Vanillaware, véritables artisans et garants d’une 2D somptueuse nous proposent avec Unicorn Overlord leur nouvelle création. Ce qui est intéressant avec ce studio c’est qu’ils ne s’enferment jamais dans la facilité et se risquent toujours à essayer de nouveaux genre. L’action RPG en scrolling horizontal pour Odin Sphère, le Beat Them All avec Dragon’s Crown, L’action aventure avec Muramasa, un hybride de STR avec Grim Grimoire ou encore le Visual Novel teinté de jeu de stratégie pour 13 Sentinels Aegis Rim. La seule récurrence étant ce style graphique 2D inimitable et reconnaissable au premier coup d’œil. Unicorn Overlord est lui un Tactical RPG d’Héroïc Fantasy qui succède donc à l’excellent 13 Sentinels Aegis Rim qui aura eu un beau succès d’estime. Vanillaware c’est un peu la niche dans la niche. Appartenant à Atlus qui appartiennent eux-mêmes à Sega, il s’agit d’un studio dont le fondateur George Kamitani pioche dans ses propres finances afin de mettre une rallonge au budget de ses jeux… Oui c’est à ce point. Si depuis Persona 5, Atlus fait désormais parti des incontournables et que pas mal de monde découvre leurs jeux à rebours, auparavant les jeux Atlus n’étaient pas aussi populaire alors ceux de Vanillaware imaginez bien... J’ai souvent tendance à dire que s’ils disparaissaient ce serait désastreux tant ils incarnent une vraie proposition avec de la singularité dans le paysage vidéoludique. J’irai même plus loin en disant qu’ils sont uniques même au sein du jeu vidéo japonais.

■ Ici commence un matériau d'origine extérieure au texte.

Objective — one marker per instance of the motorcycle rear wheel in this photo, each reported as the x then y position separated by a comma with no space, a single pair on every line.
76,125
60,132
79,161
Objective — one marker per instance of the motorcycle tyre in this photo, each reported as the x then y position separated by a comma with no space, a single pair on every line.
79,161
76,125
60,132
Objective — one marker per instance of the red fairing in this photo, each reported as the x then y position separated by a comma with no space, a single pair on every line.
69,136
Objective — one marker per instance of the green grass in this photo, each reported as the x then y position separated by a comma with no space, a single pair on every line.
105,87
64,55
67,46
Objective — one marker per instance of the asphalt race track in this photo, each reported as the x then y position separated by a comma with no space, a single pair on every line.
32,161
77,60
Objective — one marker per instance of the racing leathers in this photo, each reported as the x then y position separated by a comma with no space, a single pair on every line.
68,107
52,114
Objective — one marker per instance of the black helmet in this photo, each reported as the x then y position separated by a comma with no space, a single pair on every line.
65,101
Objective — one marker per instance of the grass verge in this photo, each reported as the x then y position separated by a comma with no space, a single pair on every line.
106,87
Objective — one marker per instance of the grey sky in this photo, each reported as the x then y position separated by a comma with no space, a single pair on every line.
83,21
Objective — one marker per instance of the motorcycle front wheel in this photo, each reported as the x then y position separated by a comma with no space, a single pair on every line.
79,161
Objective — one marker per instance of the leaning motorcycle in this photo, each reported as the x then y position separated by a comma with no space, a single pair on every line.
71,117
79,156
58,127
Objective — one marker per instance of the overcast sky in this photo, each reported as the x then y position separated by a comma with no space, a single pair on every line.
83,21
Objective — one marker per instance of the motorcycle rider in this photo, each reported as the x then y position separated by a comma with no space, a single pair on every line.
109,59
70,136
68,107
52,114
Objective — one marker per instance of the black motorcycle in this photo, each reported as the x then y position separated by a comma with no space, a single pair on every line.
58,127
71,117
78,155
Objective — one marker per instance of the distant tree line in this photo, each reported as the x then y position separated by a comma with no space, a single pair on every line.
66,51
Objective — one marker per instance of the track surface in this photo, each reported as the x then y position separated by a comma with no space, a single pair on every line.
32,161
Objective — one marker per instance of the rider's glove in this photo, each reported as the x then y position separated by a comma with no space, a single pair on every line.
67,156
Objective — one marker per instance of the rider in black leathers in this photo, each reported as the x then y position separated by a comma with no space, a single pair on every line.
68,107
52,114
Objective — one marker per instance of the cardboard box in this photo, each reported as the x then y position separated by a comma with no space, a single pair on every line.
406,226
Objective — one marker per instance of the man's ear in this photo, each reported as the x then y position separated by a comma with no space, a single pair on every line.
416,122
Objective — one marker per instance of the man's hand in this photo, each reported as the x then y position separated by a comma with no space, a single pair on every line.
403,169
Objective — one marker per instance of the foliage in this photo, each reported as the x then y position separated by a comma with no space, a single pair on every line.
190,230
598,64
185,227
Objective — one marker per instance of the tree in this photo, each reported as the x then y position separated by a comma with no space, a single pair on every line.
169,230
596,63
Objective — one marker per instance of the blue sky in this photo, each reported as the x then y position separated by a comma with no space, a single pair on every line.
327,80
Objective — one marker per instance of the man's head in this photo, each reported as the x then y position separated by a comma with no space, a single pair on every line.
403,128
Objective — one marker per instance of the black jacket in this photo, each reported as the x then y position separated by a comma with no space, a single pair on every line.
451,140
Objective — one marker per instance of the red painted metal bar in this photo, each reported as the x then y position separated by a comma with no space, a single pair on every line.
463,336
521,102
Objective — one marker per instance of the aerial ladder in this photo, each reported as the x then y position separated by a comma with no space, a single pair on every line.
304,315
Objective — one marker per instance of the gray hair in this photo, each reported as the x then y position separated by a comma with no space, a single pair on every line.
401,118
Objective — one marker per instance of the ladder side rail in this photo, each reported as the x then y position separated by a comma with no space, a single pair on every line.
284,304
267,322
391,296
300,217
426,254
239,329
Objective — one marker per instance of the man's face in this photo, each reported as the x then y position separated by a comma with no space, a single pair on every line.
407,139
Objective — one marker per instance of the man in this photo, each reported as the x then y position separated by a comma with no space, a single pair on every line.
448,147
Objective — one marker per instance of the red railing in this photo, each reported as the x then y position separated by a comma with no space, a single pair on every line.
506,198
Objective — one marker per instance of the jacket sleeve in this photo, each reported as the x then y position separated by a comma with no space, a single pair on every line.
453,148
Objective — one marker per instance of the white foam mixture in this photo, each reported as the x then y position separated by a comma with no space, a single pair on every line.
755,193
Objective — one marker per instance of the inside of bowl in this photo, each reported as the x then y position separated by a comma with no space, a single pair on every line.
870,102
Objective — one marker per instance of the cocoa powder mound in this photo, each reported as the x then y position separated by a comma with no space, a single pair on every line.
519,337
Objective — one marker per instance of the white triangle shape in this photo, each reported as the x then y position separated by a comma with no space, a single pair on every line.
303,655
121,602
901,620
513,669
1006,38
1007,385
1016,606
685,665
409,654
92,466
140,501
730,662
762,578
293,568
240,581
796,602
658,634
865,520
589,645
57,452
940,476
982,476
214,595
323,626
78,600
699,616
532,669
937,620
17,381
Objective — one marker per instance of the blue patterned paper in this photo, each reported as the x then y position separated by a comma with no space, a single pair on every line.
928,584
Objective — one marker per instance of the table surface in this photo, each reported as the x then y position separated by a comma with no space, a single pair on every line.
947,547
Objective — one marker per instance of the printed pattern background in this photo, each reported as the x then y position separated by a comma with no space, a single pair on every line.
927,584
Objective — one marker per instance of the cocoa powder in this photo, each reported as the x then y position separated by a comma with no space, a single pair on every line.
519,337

Le Tactical RPG est un genre assez particulier qui a tendance à réunir un public très féru de ce type de jeu et donc assez exigeant. C’est aussi un genre dont certains noms ressortent irrémédiablement tels des légendes et qui semblent inatteignable dans le cœur de ceux s’y étant essayés… Final Fantasy Tactics, Tactics Ogre ou encore certains vieux épisodes de Fire Emblem où le permadeath était encore la norme. Difficile de se faire une place en terrain et en cœur conquis ce qui explique que des Diofield Chronicle disparaissent dans les limbes de l’oubli aussi vite qu’ils apparaissent. Parmi les rares tentatives récentes Triangle Strategy réussissait son pari en lorgnant vers ces fameux grands noms cités plus haut. On peut aussi citer Nippon Ichi et sa série Disgaea qui a fait le choix d’un ton rigolard et de la profondeur quasi infinie de ses mécaniques. Comment se positionne Unicorn Overlord au milieu de tout ça ? En jouant la carte de l’originalité.
Chez Vanillaware on est avant tout deux choses : Des artistes (pour ne pas dire des magiciens) de la 2D et des faiseurs de systèmes.
ALGORITHMIC WAR
Exit le déplacement traditionnel en case par case, ici les troupes avancent selon nos indications comme dans un jeu de stratégie. On choisit la cible ou la destination et l’unité se met en marche plus ou moins vite selon son type (Un cavalier ira plus vite qu’un soldat / les unités volantes traversent tout sans obstacle etc…).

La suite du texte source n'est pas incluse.